②もう1つは、ルーE-50をロシア軍の補給路として利用するために安全を確保することです。
南に占領地を広げるほど安全性が高くなります。
①の目的を達成するためにもう一つ方法があります。
ウクライナスクUkrainskからその西のツクリネTsukuryneを制圧する事でも鉄道路線を遮断できます。
増援部隊が到着した市街地の大きいセリダブSelydoveを攻略するより、ウクライナスク~ツクリネの方が制圧が容易だと思われます。だからウクライナスクUkrainsk制圧を優先しているのだろうと思います。
③3つ目の目的
ウクライナスクUkrainskからその南のヒルニクHirnyk、そして更に南のクラヒウカKurakhivkaまで南下しながら制圧していくと・・・・
ヴォブチャ(Vovcha Rivber)川の東側のかなり広いエリアが補給困難になります。
またロシア軍に大きく包囲されることにもなります。
カルリブカKarlivkaから南のヘリオフカHeorhiivkaを線で結んだ東側のエリアです。
かなり広範囲でしょう❓
このエリアを戦闘せずに占領してしまおうというのが3つ目の狙いです。
このようにクルスク侵攻作戦のためにポクロウシクPokrovsk戦線を軽視したウクライナ軍の作戦的誤りは、ドネツク州の各戦場に出ています。
ドネツク州の中部以南を全部、ロシア軍に進呈したのとほぼ同じことです。
単にポクロウシクPokrovskの市街地を守ってどうなるものでは、ありません。
※これまで色々書いてきましたが、ロシア軍はウクライナ軍の大きなミスを利用してドネツク州南半分全域を占領するべく攻撃を開始しました。
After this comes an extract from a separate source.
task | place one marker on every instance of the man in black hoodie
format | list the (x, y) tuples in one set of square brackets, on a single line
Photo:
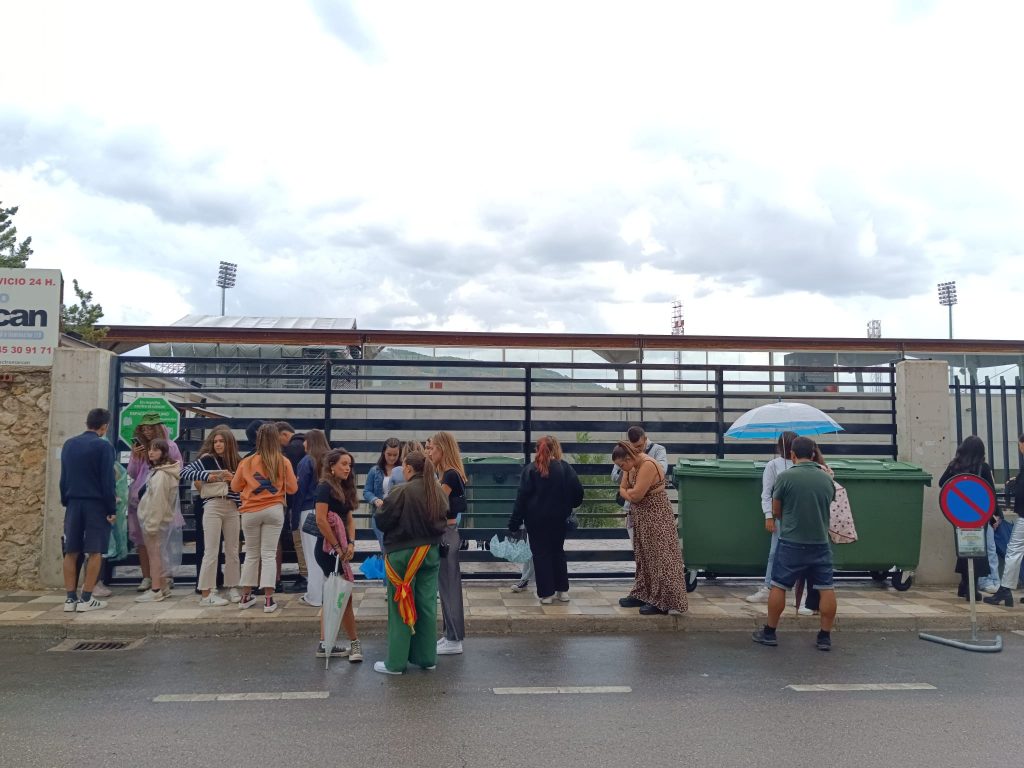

これを全部守ることは予備兵力の枯渇しているウクライナ軍には不可能です。
ロシア軍の勢力圏に近い東側は放棄して、ドネツク州の西側の拠点を守るしか方法がなくなったと思います。
ポクロウシクPokrovsk
セリダブSelydove
ヴェリカ・ノボシルカVelyka Novosilka
などの西側の重要拠点です。
その東側は放棄するしかないと思います。
西側の重要拠点が、守れたらそれで良しとするべきだと思います。
それくらいロシア軍に流れが傾いています。
ドネツク州は一気に戦況が悪化しました。